Freestanding room dividers are ideal if you move frequently or if you just enjoy rearranging and reconfiguring your existing space. Because they’re not attached to any part of the structure, you can move them from space to space as often as you like. Plus, you can use them in your rental without putting your deposit at risk.
Keep these ideas in mind the next time you're scouring a flea market. Not only will you keep the piece of furniture out of the landfill, but your room divider will also be unlike any other and something that can't be bought in a store.
Hinge three or more doors together to make a simple freestanding room divider. You can use old salvaged doors, French doors, or the narrow panels used for bifold doors. Fasten your doors together with double-acting hinges for the greatest flexibility. You will be able to swing the doors in either direction.
Perk up plain flat-panel doors with molding, chalkboard paint, decoupage, or paint them with a mural. Old paneled doors are decorative without adding decorations. You can leave the original finishes intact, paint them all the same, or paint each door with a different vivid color.
Leave the glass on French doors bare if you want lots of light to pass through. Frost the glass or curtain it if you need privacy. For the latter, choose curtains shirred at the tops and bottoms and attach them to the doors with cafe rods.
Old shutters are another option for making a room divider that doubles as a folding screen.
Louvered shutters with their original chipping paint look particularly charming in rustic and cottage-style interiors. You can use matching shutters, or opt for a mix of different colors, styles, and heights.
As with room dividers made from doors, hinge your collection of salvaged shutters together using double-acting hinges.
Visit your flea market’s import booths for thick stalks of cut-and-dried bamboo for a nature-inspired room divider. Room dividers made from bamboo stalks work well with numerous decorating styles ranging from contemporary to beachy.

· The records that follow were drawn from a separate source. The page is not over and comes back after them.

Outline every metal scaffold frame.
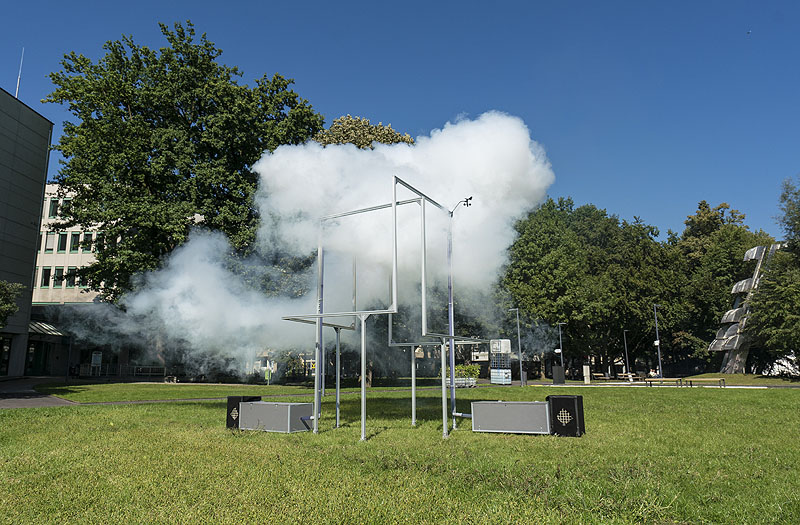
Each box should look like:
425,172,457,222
282,176,485,441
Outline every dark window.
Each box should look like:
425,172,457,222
83,232,94,253
53,266,64,288
42,266,50,288
69,232,81,253
44,232,56,253
58,233,67,253
66,266,78,288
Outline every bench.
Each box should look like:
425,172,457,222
684,377,726,388
644,377,688,387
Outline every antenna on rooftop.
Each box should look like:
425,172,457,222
14,47,25,99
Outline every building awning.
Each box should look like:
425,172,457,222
28,321,68,336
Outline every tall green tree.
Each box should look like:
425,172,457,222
0,281,25,328
503,199,680,372
45,22,323,300
746,180,800,372
673,201,774,362
314,115,414,149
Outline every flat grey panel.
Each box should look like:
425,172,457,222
472,401,550,434
239,401,313,433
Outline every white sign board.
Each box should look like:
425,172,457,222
472,351,489,361
489,339,511,354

Cluster the bamboo stalks in a long, narrow planter or wooden box. Hold the stalks in place by filling the planter with sand or small pebbles.
For a high-end look with the feel of designer room dividers (like those made from driftwood or tree branches), drill holes in a long, narrow block of wood. Make the holes just slightly larger than the bamboo stalks. Paint the wooden base with glossy black or white paint. Then, place a stalk of bamboo in each hole and secure it with glue.
Numerous catalog stores offer open-backed bookcases that double as room dividers. Get a similar look for less using a secondhand bookcase or entertainment center. Single bookcases usually aren’t wide enough to serve as room dividers, so keep your eye out for a double or triple bookcase.
When you locate a piece that might work, make sure it’s deep enough to sit securely in the center of a room without toppling. If it’s not, you may be able to secure it to the floor or an adjoining wall, depending on its placement within your space.
If the back is made from flimsy cardboard or chipboard and doesn’t provide any support to the bookcase, feel free to remove it for an open, double-sided effect.
If you can’t safely remove the bookcase back, or if you want it intact for privacy, dress up the back with paint, wallpaper, or vintage drapery panels. Then, treat it as a wall and hang artwork on it.
When you salvage old columns to use as a room divider, you’re also adding architectural interest to your room.
Place four or more columns in a row to create the effect of a separate space. Opt for matching columns for a traditional or formal look. Use a mix of different sizes and styles for an eclectic effect.
If you’re using tall columns, consider fastening the individual columns to a shared wooden base, especially if you have children or pets. Paint the base to match the columns or stain it to blend with your hardwood floor.